Media magnate Rupert Murdoch, who last December completed his buy-out of 20th Century Fox Film Corp. from Denver oilman Marvin Davis for $325 million, is buying the home of the late Dr. Jules Stein, physician, philanthropist and creator of a billion-dollar entertainment empire.

That’s the word from informed sources, who couldn’t give the selling price but indicated that the Stein estate was asking $10 million for the 1927 mansion, which is expected to close escrow shortly.

Stein died in 1981, leaving his extensive art collection, personal items and Beverly Hills-area house to his widow, Doris, who died in 1984. Murdoch bought the house complete, sources say, with more than $2 million worth of art and antiques. The Steins had owned and operated collectors galleries in New York City.


Stein bought the house in 1940. About 20 years ago, he put it on the market for $250,000, then changed his mind about selling.

The house was built by the late great architect Wallace Neff, who designed many homes in the ‘20s and ‘30s for the rich and famous. He built the Stein house for Fred Niblo, who directed such silent films as “The Mark of Zorro” and “The Three Musketeers,” starring Douglas Fairbanks Sr.; and the original “Blood and Sand,” starring Rudolf Valentino, and “Ben Hur,” starring Ramon Novarro.

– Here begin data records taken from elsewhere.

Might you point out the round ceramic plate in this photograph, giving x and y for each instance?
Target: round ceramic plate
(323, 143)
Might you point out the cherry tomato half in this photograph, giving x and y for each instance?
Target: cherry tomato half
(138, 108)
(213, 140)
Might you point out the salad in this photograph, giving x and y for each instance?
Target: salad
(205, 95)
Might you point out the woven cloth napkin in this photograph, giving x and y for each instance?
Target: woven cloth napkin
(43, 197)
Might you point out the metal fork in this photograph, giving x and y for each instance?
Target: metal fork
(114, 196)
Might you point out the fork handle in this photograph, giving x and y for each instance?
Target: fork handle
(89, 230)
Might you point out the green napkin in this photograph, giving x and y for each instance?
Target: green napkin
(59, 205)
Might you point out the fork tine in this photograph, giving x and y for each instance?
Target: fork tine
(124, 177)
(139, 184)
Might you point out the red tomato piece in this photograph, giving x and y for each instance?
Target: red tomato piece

Niblo’s career faded with the advent of talkies, and he is said to have then rented out the house at various times to Nelson Eddy, Katharine Hepburn and other stars.

The two-story Spanish-style mansion has a red tile roof, stone facade, 14 rooms, circular courtyard with wishing well and Chinese elm in the center. It has a 600-foot long driveway, formal gardens, playground and swimming pool. The house sits on about seven acres with a panoramic view.

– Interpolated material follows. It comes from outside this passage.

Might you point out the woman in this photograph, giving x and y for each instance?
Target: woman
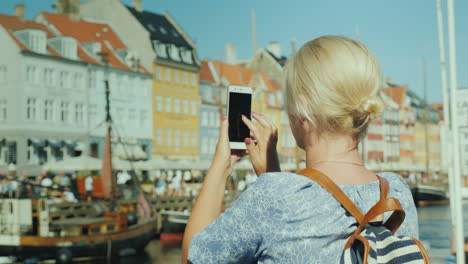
(331, 92)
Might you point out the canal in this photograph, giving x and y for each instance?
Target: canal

Australian-born Murdoch, 55, has been living in the United States since 1973. He became a U. S. citizen last September, removing a federal-government obstacle to his acquisition of Metromedia, the nation’s largest group of independent television stations, including KTTV in Los Angeles.

Hugh Hefner’s private, L. A. supper club has taken another step in becoming a medical facility.

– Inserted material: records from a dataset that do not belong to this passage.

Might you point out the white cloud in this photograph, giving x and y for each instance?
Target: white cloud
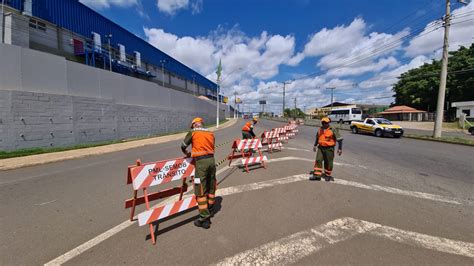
(388, 78)
(242, 56)
(108, 3)
(350, 51)
(429, 41)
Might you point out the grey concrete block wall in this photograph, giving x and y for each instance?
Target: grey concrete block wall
(40, 120)
(5, 120)
(46, 101)
(32, 119)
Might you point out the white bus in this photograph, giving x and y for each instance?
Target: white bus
(345, 115)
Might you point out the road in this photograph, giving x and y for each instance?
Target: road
(397, 201)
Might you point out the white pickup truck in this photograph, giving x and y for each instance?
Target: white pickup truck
(377, 126)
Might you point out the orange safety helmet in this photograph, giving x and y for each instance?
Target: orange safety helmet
(326, 120)
(196, 120)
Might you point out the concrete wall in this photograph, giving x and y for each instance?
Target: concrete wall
(46, 101)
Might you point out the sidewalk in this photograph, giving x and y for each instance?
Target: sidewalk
(19, 162)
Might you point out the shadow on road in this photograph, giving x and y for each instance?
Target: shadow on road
(158, 232)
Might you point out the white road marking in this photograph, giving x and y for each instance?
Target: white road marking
(292, 158)
(296, 149)
(244, 188)
(297, 246)
(415, 194)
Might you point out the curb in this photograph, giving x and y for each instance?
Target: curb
(45, 158)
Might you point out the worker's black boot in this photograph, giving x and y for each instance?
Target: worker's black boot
(328, 178)
(206, 224)
(314, 177)
(212, 210)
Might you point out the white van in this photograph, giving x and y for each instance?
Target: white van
(345, 115)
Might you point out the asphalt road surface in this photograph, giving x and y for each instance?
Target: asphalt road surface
(396, 201)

Escrow has closed on the Playboy magazine publisher’s building at 8750 Beverly Blvd. The buyer was Cedars-Sinai.

For five years, the dazzling Art Deco decor dance floor that promoted touch dancing (which is why the club was called “Touch”) and fine food attracted such Hollywood luminaries as George Burns, Aaron Spelling, Sammy Davis Jr., Gabe Kaplan, Kenny Rogers, Mark Goodson and Dionne Warwick.

The club was probably ahead of its time. Now that “Tango Argentino” (playing at the Pantages in Hollywood) has revived interest in the tango, “Touch” might have become one of the hottest night spots in town, but as it was, it wasn’t giving Hefner “a proper return on his investment,” said Richard S. Rosenzweig, executive vice president, office of the chairman, Playboy Enterprises. The property went for “less than $25 million and more than $1.50,” he added impishly.

A spokesman for Cedars said that no decision has been made about when work will start to convert the property to medical use.

Great news for Hollywood--that announcement of the $150-million mixed-use project to be developed around Mann’s Chinese Theatre--but one thing was missing: actors’ housing--actually, housing for entertainment professionals. (It’s been expanded since several trade unions first had the idea.)

“I never heard any interest in housing from the developer or the architect,” Gilda Haas of Councilman Mike Woo’s office said, “but we, (Councilman) Joel Wachs’ office and Jim Wood (chairman of the Community Redevelopment Agency) are totally in support of the idea, which would be a really good Hollywood project and a way to connect the labor force in the community to a valued industry.”


Before Woo was elected last June, actors’ housing was mentioned for the site around Mann’s Chinese Theatre and some other places nearby in student proposals presented to the unions, Woo and other interested people.

So what’s happening to the unions’ plan to get the much-needed new housing for their members near or in Hollywood?

Howard Caine, president of a consortium of entertainment unions, said, “We’re in the process of receiving a redevelopment agency grant of $50,000 to select a site, find a developer, and establish eligibility and need. And we’re in the process of signing an agreement with a developer to negotiate exclusively for 90 days on a site at the west end of Hollywood. We also have a site proposed by the CRA in North Hollywood.” The first phase would consist of 50 units.

Pam Portillo, executive director of the consortium--known (not surprisingly) as HEP Inc. (Housing for Entertainment Professionals), hopes to announce a solid commitment in about six months.